Dünyanın bir kısmında seçimlere katılım oranının düşüklüğü dikkate alınırsa, ciddi oranda bir insan grubunun seçmen kimliğinden dahi vazgeçmiş olduğunu söyleyebilir miyiz? Dünyanın diğer tarafındaki yüksek oranlı seçim katılımlarının ise büyük bir oranda sadece seçmene dönüşmüş bir kitlenin varlığını düşündürtmesi mümkün mü?

O halde, devletin kökeninde yer alan tüm tezlerdeki yurttaş-devlet ilişkisinin çoktan seçmen-devlet ilişkisine dönüştüğü iddia edilebilir mi? Platon “haklı” mı çıkıyor, insan seçim kuvvetini kullanarak yönetme gücünü mü yitiriyor veya gerçekten yönetme gücü var oldu mu?

Siyasetin en değişmez, her krizde hortlayan kavramı ile de bakalım meseleye; değişim sonucu değiştirir mi? Sonucu değiştirmezse süreci değiştir mi? En önemlisi neyin değişimi bekleniyor veya isteniyor? Siyasetin mi, hedeflerin mi, kişilerin mi, toplumun mu? Neyin değişimi ve nasıl değişimi? Daha önemlisi değişimi kim istiyor, a) halk b) Siyasetçi c) her ikisi birden d) hiçbiri? Veya, Siyasetçinin, her kesimden siyasetçinin, daha çok seçmen daha az yurttaş paradigmasında yakaladığı başarının değişimi de dahil mi değişim paradokslarına?

Tüm bu konulara çokça düşünce ve sözcük sarf edildi, daha da edilmesi lazım. İkircikli bir düşünüşle demem odur ki:

Çağ değişmedi: Köleler gibi yaşıyoruz, köleler gibi çalışıyoruz, çocuklarımızın efendi olma şanslarını artırmaya çalışarak, gerçekten hoş bir seda gibi hayatın dehlizlerinde kaybolup gidiyoruz.

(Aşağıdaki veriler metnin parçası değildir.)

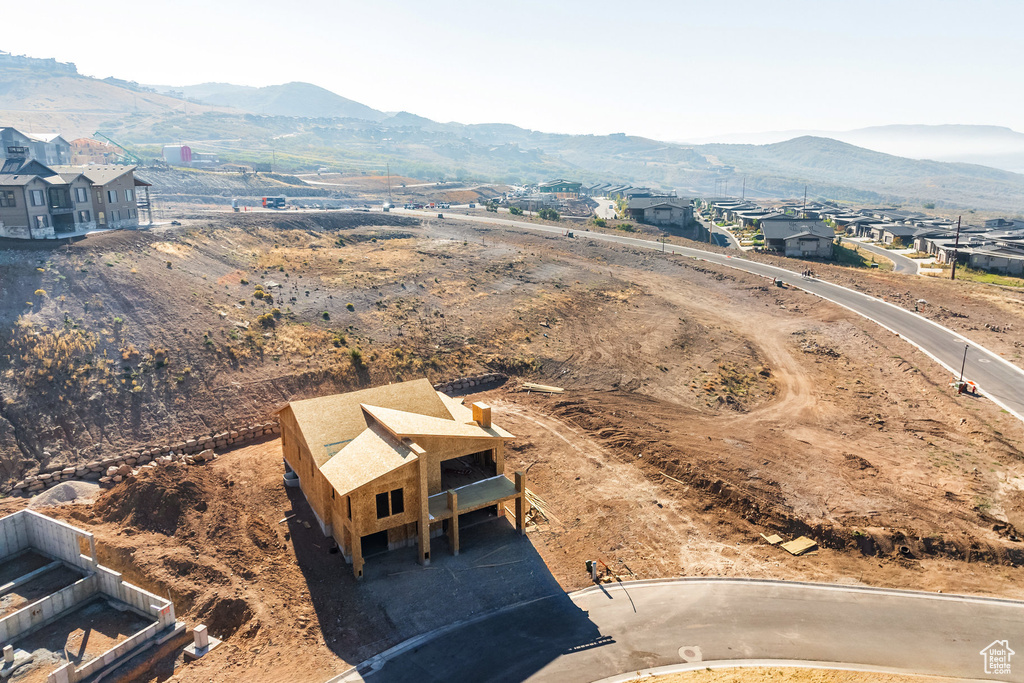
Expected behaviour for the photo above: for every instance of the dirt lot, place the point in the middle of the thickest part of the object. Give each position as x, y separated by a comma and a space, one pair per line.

Serbest bir piyasanın içinde, çizilen sınırların izin verdiği serbestleriz, emtia değerimiz tartışmasız, üretmek ve satmak, ürettiğimizin bir kısmını tüketmek, sahip olmaya çalışmak, sahip olamadıklarımıza imrenerek bir hayat, tüketmek için yaşamak; bazı nüanslarla her dönem aynıymış gibi geliyor bana, şart mı sırtımda kırbaç, zamanı ve yemeği satın almak için çalışmak da aynı tınıda şaklamıyor mu kulağımın dibinde?

Ayın karanlık yüzüne ilişkin söylemle:

Çağ değişti: Ekonominin arz talep dengesine bağlı olduğunu iddia edip, tam da bu iddia doğrultusunda bir sistem kuranlar, “insanın bitmez tükenmez isteklerinin” kıt kaynaklarla karşılanacağını varsaydıkları bir felsefi sistemi de bunun yanına eklediler. Ekonomi, yani kelime kökeni ev yönetimi, oldu sana dünya yönetimi, insan da sonsuz isteklerinin olduğuna inandı. Varsayım inanca dönüştü, bilgi deforme edildi.

Klasik bitirelim:

EYYY değişememiş değişenler veya değişmiş değişenler, nasıl oluyor da yeni bir siyasetçiyi ortaya çıkartamıyor? Veya eski de olsa razı geleceğiz herhalde; yurttaşı?